Excited scientists announced Thursday they have detected gravitational waves — distortions in space-time — from the collision of two black holes 1.3 billion years ago.
It’s a discovery that was widely predicted but never actually proven, and it confirms many of Albert Einstein’s theories about the universe.
“Ladies and gentlemen, we have detected gravitational waves,” David Reitze, executive director of Caltech’s twin Laser Interferometer Gravitational-Wave Observatory (LIGO) laboratory, said at a news conference in Washington, D.C.
“We did it!” Reitze said to an unusual standing ovation.
“These gravitational waves were produced by two colliding black holes that merged to form a single black hole 1.3 billion years ago.”
Such a collision has never been seen before. Black holes are powerful objects, collapsed stars that pull in vast quantities of matter and concentrate them into a very small area.
These two were about 150 km, just under 100 miles, in diameter. “Pack 30 times the mass of the sun into that,” Reitze said. “Accelerate it to about half the speed of light.”
Two of these massive, fast-moving objects circled one another, crashed, and merged to form a single black hole.
“That’s what we saw here. It’s mind-boggling,” Reitze said.
It was a monstrous collision, so big that it literally shook the fabric of space-time.
These waves then spread a little bit like ripples expanding from the plunk of a pebble in water.
“It goes right through matter, right though stars,” Reitze said. After 1.3 billion years, across trillions of miles of space, the waves are infinitesimally small — 1/1000th the size of a proton, a subatomic particle.
But these small waves still stretch and compress space.
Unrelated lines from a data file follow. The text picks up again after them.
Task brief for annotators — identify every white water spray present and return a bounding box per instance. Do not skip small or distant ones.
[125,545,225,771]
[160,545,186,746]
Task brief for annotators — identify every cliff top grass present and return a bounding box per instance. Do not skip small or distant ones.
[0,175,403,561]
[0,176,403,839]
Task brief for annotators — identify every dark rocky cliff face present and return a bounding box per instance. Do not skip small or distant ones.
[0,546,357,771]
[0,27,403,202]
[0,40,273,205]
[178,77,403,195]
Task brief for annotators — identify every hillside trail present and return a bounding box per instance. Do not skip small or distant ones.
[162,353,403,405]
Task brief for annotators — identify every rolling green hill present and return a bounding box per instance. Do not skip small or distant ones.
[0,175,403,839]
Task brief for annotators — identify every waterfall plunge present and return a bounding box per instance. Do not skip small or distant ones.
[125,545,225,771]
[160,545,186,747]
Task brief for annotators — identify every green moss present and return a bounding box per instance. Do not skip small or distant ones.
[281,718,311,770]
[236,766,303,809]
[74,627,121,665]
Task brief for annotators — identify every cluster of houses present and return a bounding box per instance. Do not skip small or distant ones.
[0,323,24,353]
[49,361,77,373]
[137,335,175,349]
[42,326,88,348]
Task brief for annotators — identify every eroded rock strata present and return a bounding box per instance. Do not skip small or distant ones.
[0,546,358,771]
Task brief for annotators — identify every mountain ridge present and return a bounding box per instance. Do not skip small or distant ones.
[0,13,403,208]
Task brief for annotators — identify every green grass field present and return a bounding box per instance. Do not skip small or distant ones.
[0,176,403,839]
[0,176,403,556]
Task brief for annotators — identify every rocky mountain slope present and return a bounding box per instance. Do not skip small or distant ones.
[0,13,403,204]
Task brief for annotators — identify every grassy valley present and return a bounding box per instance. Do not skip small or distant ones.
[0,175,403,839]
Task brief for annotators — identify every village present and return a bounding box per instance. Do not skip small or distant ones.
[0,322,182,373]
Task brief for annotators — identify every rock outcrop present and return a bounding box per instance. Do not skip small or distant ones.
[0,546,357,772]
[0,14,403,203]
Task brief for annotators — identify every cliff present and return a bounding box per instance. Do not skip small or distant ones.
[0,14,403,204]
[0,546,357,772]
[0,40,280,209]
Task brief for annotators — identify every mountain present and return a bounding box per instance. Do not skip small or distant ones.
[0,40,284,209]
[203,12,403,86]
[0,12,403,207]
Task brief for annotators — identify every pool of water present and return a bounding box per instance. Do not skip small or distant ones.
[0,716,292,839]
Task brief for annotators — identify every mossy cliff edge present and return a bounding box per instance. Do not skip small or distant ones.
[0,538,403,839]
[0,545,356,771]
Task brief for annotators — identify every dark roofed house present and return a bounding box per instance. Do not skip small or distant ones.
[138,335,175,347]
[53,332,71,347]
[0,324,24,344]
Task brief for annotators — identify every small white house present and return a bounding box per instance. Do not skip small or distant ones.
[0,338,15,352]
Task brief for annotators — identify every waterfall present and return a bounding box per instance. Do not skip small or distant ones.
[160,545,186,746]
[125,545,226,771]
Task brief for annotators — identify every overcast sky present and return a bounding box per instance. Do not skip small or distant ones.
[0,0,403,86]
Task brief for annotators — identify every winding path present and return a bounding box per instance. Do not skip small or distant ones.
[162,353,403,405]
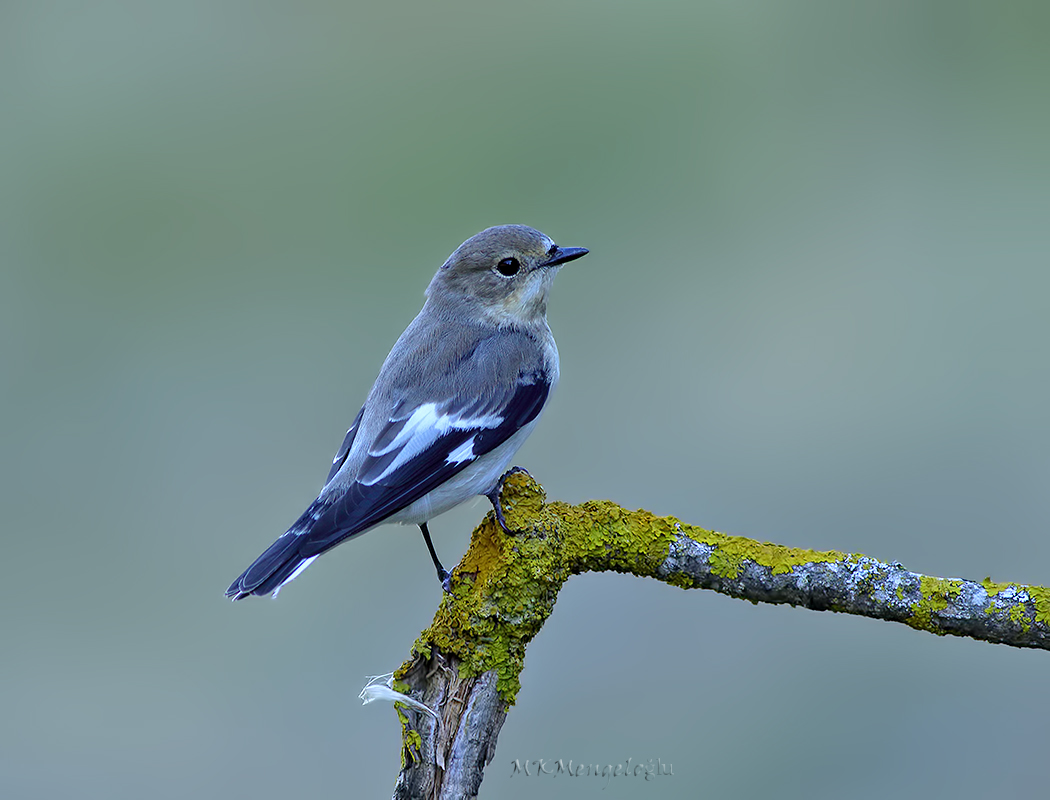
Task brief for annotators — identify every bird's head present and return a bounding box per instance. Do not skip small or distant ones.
[426,225,588,325]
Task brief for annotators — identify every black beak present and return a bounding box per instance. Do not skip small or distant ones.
[540,245,590,267]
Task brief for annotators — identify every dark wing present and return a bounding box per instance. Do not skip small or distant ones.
[301,374,550,557]
[324,405,364,486]
[226,370,550,599]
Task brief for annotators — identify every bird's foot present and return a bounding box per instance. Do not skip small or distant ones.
[485,466,532,533]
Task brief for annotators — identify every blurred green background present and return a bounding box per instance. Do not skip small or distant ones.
[0,0,1050,800]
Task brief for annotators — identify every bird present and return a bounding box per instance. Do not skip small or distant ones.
[226,225,589,601]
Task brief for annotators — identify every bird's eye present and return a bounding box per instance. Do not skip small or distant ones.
[496,258,522,276]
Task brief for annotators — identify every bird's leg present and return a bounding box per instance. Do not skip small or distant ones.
[419,522,453,592]
[485,467,532,533]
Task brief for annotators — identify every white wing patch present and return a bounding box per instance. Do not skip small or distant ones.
[358,403,503,486]
[445,436,478,464]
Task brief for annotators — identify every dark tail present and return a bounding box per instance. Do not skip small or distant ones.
[226,501,328,601]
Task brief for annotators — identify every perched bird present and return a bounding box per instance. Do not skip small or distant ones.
[226,225,588,601]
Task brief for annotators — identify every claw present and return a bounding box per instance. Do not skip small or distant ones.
[485,466,532,533]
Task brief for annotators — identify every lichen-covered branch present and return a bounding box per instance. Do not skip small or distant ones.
[395,473,1050,798]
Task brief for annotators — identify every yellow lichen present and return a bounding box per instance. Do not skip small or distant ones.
[907,575,962,636]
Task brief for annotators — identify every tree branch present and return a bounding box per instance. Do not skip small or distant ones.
[394,473,1050,798]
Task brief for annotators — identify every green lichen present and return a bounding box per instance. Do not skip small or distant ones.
[981,577,1020,597]
[680,525,848,580]
[1025,586,1050,626]
[394,706,423,771]
[907,575,963,636]
[1010,603,1032,633]
[396,475,569,704]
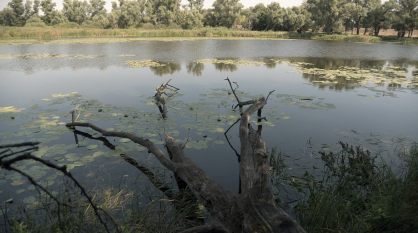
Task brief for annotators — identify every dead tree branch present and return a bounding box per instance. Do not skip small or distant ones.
[0,143,119,232]
[67,79,305,233]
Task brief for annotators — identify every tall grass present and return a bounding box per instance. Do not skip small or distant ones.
[297,143,418,232]
[0,24,310,39]
[6,180,205,232]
It took special detectors — the LIGO system — to detect these tiny, tiny ripples.
“You can see that the Earth is jiggling like jello,” Reitze said.
“The description of this observation is beautifully described in the Einstein theory of general relativity formulated 100 years ago and comprises the first test of the theory in strong gravitation. It would have been wonderful to watch Einstein’s face had we been able to tell him,” Rainer Weiss, an emeritus professor of physics at MIT who was part of the team that originally proposed building LIGO, said in a statement.
“With this discovery, we humans are embarking on a marvelous new quest: the quest to explore the warped side of the universe — objects and phenomena that are made from warped spacetime,” added Kip Thorne, Caltech’s Richard P. Feynman Professor of Theoretical Physics.
It’s really hard to detect these tiny movements, so researchers built LIGO, a pair of 2.5 mile long, L-shaped interferometers that use laser light split into two beams that travel back and forth down its arms. They monitor the distance between mirrors precisely positioned at the ends of the arms. Gravitational waves would move the mirrors just slightly.
Having one in Louisiana and one in Hanford, Washington, helps satisfy scientists that what is making the mirrors wiggle is coming from off the planet.